The article, “Commissioning of the World’s First Compact Pencil-Beam Scanning Proton Therapy System,” was submitted last year to the Journal of Applied Clinical Medical Physics. The scientific publication details the efforts of Willis-Knighton’s medical physics team in readying the world’s first Proteus®ONE compact proton machine for the clinical treatment of patients at Willis-Knighton Cancer Center.

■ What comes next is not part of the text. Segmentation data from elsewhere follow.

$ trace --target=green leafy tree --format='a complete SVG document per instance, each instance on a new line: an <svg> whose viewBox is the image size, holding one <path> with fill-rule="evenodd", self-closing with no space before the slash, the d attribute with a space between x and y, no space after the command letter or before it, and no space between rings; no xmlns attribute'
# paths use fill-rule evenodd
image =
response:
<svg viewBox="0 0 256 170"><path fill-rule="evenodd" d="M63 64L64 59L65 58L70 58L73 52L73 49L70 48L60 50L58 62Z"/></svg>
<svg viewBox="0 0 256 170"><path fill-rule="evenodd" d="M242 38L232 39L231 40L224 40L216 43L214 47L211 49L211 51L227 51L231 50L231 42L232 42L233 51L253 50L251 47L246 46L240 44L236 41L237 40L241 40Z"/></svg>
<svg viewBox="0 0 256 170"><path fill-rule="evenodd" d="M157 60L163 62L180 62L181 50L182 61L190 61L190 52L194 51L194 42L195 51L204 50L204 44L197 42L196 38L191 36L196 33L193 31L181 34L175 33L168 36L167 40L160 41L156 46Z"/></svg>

Receiving the award are medical director Lane R. Rosen, MD, chief physicist Hsinshun Terry Wu, PhD, Joseph Syh, PhD, Matthew R. Maynard, PhD, and Joseph P. Dugas, PhD. It will be formally presented during the annual meeting of the American Association of Physicists in Medicine in San Antonio in July. The AAPM is the premier organization in medical physics whose mission is to advance the science, education and professional practice of medical physics.

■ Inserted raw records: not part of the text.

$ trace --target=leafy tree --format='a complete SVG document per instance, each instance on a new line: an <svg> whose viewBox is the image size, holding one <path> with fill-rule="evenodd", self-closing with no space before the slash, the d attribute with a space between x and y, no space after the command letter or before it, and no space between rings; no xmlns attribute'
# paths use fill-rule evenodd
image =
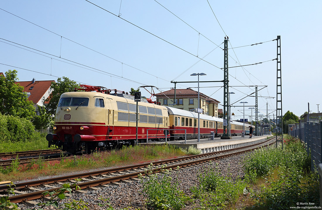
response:
<svg viewBox="0 0 322 210"><path fill-rule="evenodd" d="M134 95L134 93L136 92L138 92L140 91L140 88L137 88L137 90L136 90L133 88L131 88L131 90L130 91L130 95Z"/></svg>
<svg viewBox="0 0 322 210"><path fill-rule="evenodd" d="M30 119L35 116L35 108L23 92L24 87L14 83L17 73L9 70L5 77L0 76L0 113Z"/></svg>
<svg viewBox="0 0 322 210"><path fill-rule="evenodd" d="M32 121L35 128L38 130L41 130L51 125L52 117L52 115L46 112L44 106L38 106L38 111L39 115L36 115Z"/></svg>
<svg viewBox="0 0 322 210"><path fill-rule="evenodd" d="M290 120L292 120L290 121ZM288 111L283 117L283 130L284 133L289 132L289 124L294 124L298 121L298 117L293 113Z"/></svg>
<svg viewBox="0 0 322 210"><path fill-rule="evenodd" d="M53 90L49 97L45 100L45 101L49 101L46 108L47 113L51 115L55 114L59 98L62 94L64 92L73 92L75 88L80 87L80 84L77 84L68 77L63 76L62 78L63 81L62 81L61 78L58 78L57 83L52 83L50 87Z"/></svg>

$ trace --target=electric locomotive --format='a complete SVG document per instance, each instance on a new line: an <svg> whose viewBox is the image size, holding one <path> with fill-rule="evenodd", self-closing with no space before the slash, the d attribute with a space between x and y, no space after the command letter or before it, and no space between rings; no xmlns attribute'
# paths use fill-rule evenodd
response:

The Willis-Knighton Cancer Center set a new standard for radiation therapy when it introduced the world’s first compact image-guided proton therapy system in 2014. Rosen notes that proton therapy continues to increase in popularity internationally and that the team at Willis-Knighton has felt an obligation to assist physicists around the world who are commissioning these complex units. “This is one of the highest honors a radiation oncology physics group can receive, and it is a tribute to the advanced therapy, quality assurance and clinical expertise here under the supervision of Dr. Wu,” he says.
“This was really a team effort and many long hard hours went into the commissioning and data collection required for this publication,” Maynard says. “When we published our commissioning experience, we had no expectation of the impact it would make in the field,” adds Dugas.